Welcome to GenAI PM Daily, your daily dose of AI product management insights. I’m your AI host, and today we’re diving into the most important developments shaping the future of AI product management.
In product launches, Google’s Logan Kilpatrick announced that the URL Context tool is now production-ready in the Gemini API, letting models process webpages, PDFs, and images directly via URL with token-based pricing at scale. Meanwhile, Alibaba’s Qwen team rolled out Qwen-Image-Edit, a 20-billion-parameter model that performs precise bilingual text editing in images, preserving style and supporting both semantic and appearance-level edits. Additionally, Sundar Pichai revealed that Flow by Google has generated 100 million videos since its May debut, and Ultra subscribers now receive double the AI credits.
In related developments, Philipp Schmid confirmed that Context URL is generally available in the Gemini API, enabling a single request to ingest websites, PDFs, JSON files, and images. Separately, Perplexity’s finance dashboard now offers live earnings call transcriptions and scheduling for Indian equity markets. On a different front, the LangChain team released Deep Agents for JavaScript, facilitating complex, long-horizon workflows through chain-of-thought reasoning and adaptive tool orchestration.
On the creative side, a recent episode of the How I AI Podcast demonstrated how to use Veo 3 for AI-generated music videos, recreating a Tiny Desk–style concert for Notorious B.I.G. Guests Claire Vo and Anish Acharya walked through a full workflow: prompt engineering with GPT40, video generation with V3, two-stem separation using Demox in Adobe Audition, lip-sync animation via Hedra, and final assembly in Capwing. They also showcased building a Google AI Studio app with Gemini Flash 1.5 that catalogs books from a flip-through video by extracting titles and authors automatically.

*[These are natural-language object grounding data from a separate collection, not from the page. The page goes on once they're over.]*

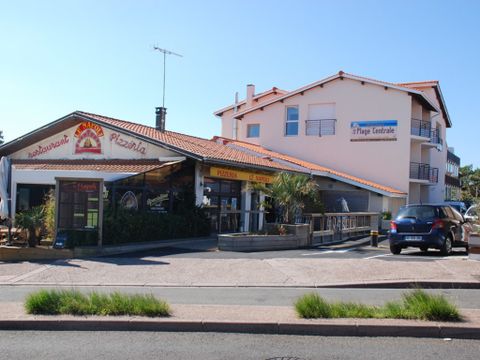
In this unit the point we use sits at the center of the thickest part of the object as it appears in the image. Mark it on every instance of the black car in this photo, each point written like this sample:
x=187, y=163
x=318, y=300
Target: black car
x=428, y=226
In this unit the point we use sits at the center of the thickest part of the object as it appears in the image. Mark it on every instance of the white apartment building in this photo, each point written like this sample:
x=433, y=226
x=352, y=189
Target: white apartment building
x=390, y=134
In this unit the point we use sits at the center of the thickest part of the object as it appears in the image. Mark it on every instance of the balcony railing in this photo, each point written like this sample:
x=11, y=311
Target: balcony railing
x=435, y=137
x=422, y=171
x=424, y=129
x=320, y=127
x=421, y=128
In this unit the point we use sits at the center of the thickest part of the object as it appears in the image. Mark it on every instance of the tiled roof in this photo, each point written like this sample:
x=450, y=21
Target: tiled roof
x=340, y=74
x=312, y=166
x=203, y=148
x=241, y=153
x=121, y=166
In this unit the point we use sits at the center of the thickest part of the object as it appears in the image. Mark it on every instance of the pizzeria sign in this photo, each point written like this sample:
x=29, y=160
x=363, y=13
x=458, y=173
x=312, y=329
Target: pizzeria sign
x=240, y=175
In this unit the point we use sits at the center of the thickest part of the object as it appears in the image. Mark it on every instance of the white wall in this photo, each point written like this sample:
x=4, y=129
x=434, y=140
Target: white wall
x=384, y=162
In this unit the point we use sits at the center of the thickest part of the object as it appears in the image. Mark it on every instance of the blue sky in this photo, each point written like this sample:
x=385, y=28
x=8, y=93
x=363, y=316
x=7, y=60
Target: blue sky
x=96, y=56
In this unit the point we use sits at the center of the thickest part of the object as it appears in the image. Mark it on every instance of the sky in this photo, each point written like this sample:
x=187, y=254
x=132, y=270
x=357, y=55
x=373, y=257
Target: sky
x=97, y=56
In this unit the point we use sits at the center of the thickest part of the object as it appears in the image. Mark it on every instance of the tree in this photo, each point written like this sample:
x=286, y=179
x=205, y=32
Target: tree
x=470, y=180
x=291, y=193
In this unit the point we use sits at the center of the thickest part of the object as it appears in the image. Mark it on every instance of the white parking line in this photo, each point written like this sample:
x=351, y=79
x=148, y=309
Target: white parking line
x=327, y=252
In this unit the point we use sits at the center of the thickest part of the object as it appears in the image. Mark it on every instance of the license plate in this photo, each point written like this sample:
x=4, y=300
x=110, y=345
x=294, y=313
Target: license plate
x=413, y=238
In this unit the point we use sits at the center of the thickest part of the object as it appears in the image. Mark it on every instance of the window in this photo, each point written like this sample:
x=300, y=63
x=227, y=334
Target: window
x=321, y=120
x=291, y=123
x=253, y=130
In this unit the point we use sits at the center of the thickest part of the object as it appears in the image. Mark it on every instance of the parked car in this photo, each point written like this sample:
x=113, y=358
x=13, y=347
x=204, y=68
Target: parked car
x=460, y=206
x=428, y=226
x=472, y=215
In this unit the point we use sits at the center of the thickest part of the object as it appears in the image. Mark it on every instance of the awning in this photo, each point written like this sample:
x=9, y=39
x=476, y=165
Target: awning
x=116, y=165
x=4, y=187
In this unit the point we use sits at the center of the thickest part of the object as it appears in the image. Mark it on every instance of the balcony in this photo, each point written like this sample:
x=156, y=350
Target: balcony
x=423, y=172
x=423, y=129
x=320, y=127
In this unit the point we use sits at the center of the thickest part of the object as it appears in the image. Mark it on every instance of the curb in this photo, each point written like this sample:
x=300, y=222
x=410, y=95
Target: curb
x=364, y=285
x=322, y=329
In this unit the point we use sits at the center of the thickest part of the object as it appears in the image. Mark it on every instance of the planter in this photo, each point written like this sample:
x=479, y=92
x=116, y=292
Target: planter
x=297, y=236
x=474, y=247
x=385, y=226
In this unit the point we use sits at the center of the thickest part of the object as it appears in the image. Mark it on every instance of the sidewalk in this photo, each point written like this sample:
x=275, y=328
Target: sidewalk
x=214, y=271
x=243, y=319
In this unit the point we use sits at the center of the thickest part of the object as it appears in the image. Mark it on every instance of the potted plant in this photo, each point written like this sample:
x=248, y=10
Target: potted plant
x=290, y=193
x=385, y=218
x=31, y=221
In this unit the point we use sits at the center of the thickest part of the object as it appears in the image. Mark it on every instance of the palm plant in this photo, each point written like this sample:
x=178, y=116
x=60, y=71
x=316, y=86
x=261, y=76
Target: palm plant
x=290, y=192
x=32, y=221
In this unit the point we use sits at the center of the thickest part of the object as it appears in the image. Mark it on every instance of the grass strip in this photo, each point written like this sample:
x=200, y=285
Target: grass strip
x=416, y=304
x=73, y=302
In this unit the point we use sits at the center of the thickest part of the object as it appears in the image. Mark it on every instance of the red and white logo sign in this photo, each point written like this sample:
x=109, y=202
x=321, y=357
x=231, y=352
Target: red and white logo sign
x=88, y=137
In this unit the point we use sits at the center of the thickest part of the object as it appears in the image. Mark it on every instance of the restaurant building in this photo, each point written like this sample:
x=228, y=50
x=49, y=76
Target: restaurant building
x=93, y=162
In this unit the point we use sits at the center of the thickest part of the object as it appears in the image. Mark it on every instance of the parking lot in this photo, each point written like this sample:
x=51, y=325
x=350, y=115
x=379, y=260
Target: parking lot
x=208, y=250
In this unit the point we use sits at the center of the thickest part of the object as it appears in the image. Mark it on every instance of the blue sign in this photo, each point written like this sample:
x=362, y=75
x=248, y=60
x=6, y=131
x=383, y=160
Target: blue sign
x=377, y=130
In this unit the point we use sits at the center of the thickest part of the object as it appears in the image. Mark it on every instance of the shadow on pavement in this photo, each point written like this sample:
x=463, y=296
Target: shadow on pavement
x=127, y=261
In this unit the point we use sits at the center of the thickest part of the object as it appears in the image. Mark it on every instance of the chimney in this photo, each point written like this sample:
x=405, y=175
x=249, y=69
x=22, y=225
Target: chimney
x=161, y=114
x=250, y=94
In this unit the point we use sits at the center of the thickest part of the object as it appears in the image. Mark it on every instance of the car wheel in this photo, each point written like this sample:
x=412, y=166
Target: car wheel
x=395, y=249
x=446, y=248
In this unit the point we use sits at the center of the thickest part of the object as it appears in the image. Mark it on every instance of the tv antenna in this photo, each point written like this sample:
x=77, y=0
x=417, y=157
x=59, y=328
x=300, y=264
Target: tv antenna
x=165, y=53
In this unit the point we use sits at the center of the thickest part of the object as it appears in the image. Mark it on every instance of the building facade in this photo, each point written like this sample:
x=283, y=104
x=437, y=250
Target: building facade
x=390, y=134
x=453, y=188
x=92, y=162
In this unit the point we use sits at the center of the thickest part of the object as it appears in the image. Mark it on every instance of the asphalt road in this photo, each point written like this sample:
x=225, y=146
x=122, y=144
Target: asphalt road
x=465, y=299
x=207, y=250
x=202, y=346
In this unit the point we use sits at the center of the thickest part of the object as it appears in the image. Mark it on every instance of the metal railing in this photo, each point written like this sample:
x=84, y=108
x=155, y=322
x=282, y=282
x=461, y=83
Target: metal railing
x=320, y=127
x=340, y=226
x=421, y=171
x=424, y=129
x=421, y=128
x=435, y=137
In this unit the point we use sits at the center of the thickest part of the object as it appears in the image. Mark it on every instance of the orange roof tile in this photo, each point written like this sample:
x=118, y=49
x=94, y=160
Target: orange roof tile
x=122, y=166
x=312, y=166
x=206, y=149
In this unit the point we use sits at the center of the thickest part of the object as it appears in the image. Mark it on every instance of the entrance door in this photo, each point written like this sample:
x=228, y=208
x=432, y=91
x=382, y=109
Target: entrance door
x=254, y=212
x=222, y=202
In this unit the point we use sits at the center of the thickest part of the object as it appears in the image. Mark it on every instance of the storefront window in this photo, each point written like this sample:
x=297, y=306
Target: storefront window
x=78, y=204
x=155, y=190
x=222, y=201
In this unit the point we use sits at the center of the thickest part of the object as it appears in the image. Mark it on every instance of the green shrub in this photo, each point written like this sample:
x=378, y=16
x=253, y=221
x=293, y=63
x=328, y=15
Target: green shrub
x=420, y=305
x=128, y=226
x=49, y=214
x=416, y=304
x=73, y=302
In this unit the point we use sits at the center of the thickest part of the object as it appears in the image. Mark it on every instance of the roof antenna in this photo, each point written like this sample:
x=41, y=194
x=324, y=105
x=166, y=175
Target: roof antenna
x=165, y=53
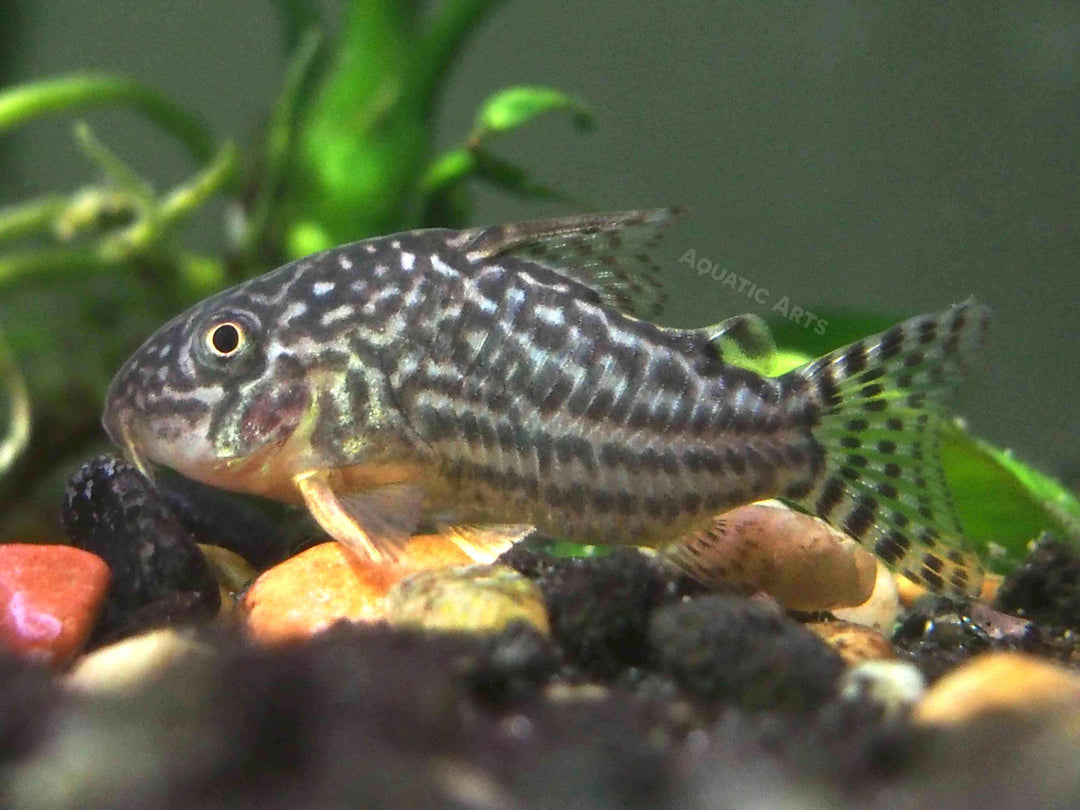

Turning to product management strategies, Rowan Cheung shared a role-by-role AI fluency framework to guide hiring at AI-first startups, highlighting acceptable versus exceptional skill levels. In other news, Shreyas Doshi argued that early-stage products benefit more from non-metric goals like “ship X” or “do Y” instead of rigid KPIs, fostering better judgment. Aakash Gupta also weighed in on writing PRDs in the AI era, offering guidelines to craft effective requirement documents amidst rapid AI-driven prototyping.
Looking at industry trends, Arav Srinivas asked the community to weigh in on the best AI releases of the past month, sparking lively discussion. Andrew Ng’s DeepLearningAI released an AI career roadmap eBook covering resume crafting, interview preparation, and overcoming imposter syndrome. Finally, Clement Delangue pointed out that open-world models and 250-million-parameter variants are trending on Hugging Face, indicating a shift beyond traditional large language models.
That’s a wrap on today’s GenAI PM Daily. Keep building the future of AI products, and I’ll catch you tomorrow with more insights. Until then, stay curious!